During my early coding journey, I experienced many mental breakdowns, especially in the first two months, and often felt like giving up. Thankfully, my wife was very supportive, and having someone there for me made a significant difference. I hope you also have someone to support you through your LeetCode journey.
I have tackled around 200 questions on LeetCode, but I couldn't solve a single one independently at first. Perhaps I managed to solve less than five questions on my own, but my solutions were lengthy, messy, and filled with nested if-else statements. In the end, I frequently encountered the Time Limit Exceeded (TLE) error. As a result, I gave up trying to solve the problems by myself and started looking at the solutions immediately.

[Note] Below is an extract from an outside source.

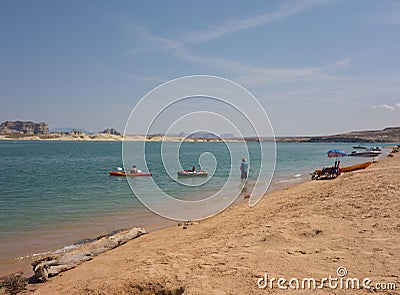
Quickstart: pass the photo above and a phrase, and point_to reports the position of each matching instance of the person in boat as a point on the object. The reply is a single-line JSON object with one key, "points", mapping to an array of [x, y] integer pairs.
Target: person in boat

I bet that the interview questions will be among the top 50-100 questions of each company I interviewed with. This means I need to truly understand and master these top 50 questions, including various solutions (brute force included) for each question. I also search and prepare for follow-up questions.
I believe that humans are creatures of habit, so I kept redoing and repeating these questions at least five times for each solution. Eventually, the solutions started to stick in my brain. I spent around five months preparing for and completing two rounds of interviews with Facebook. To achieve this, I had to change my lifestyle and make many sacrifices, similar to many in the Coding community.
Despite having a full-time job with 50-60 hour workweeks and numerous WebEx/Zoom meetings throughout the day, I found time to prepare for coding interviews. By the time I was free to do LeetCode, it was already 10:30 pm, and my brain was exhausted. Therefore, I changed my habits: no more winding down by watching TV at night. Instead, I went to sleep early, woke up every morning at 5 am (or 5:30 am if I hit the snooze button multiple times), and worked on LeetCode until 9 am during weekdays. I sacrificed weekends and holiday time with my child to focus on coding.
If I can do it, you can too. Although I must admit that luck plays a significant role in the interview process.
A recruiter found me on LinkedIn and we scheduled an informal chat. Basically just an informal chat to get to know me and what I am looking for.
one of the "parentheses" related problems in Facebook tag questions
one of the "palindrome" related problems in Facebook tag questions (follow up question: one of the HARD palindrome question - doesn't need to code for follow up, only explains my approach )
I felt I did really bad on the SystemDesign round and one of the coding round.
I was expecting a REJECT, but I received a call 8 days later and they are proceeding with an offer for E4/L4. I guess I got lucky! and super happy that hardwork finally paid off :-)
Wish everyone best of luck interviewing!
Apology if my interview approach offend your ethics.
Like I said, I consider myself an average (or below average), so this is the only way I can pass the interview.
And if I can do it, so can you. :-)
FYI, of course I got rejects too. I got reject from Amazon and Coinbase.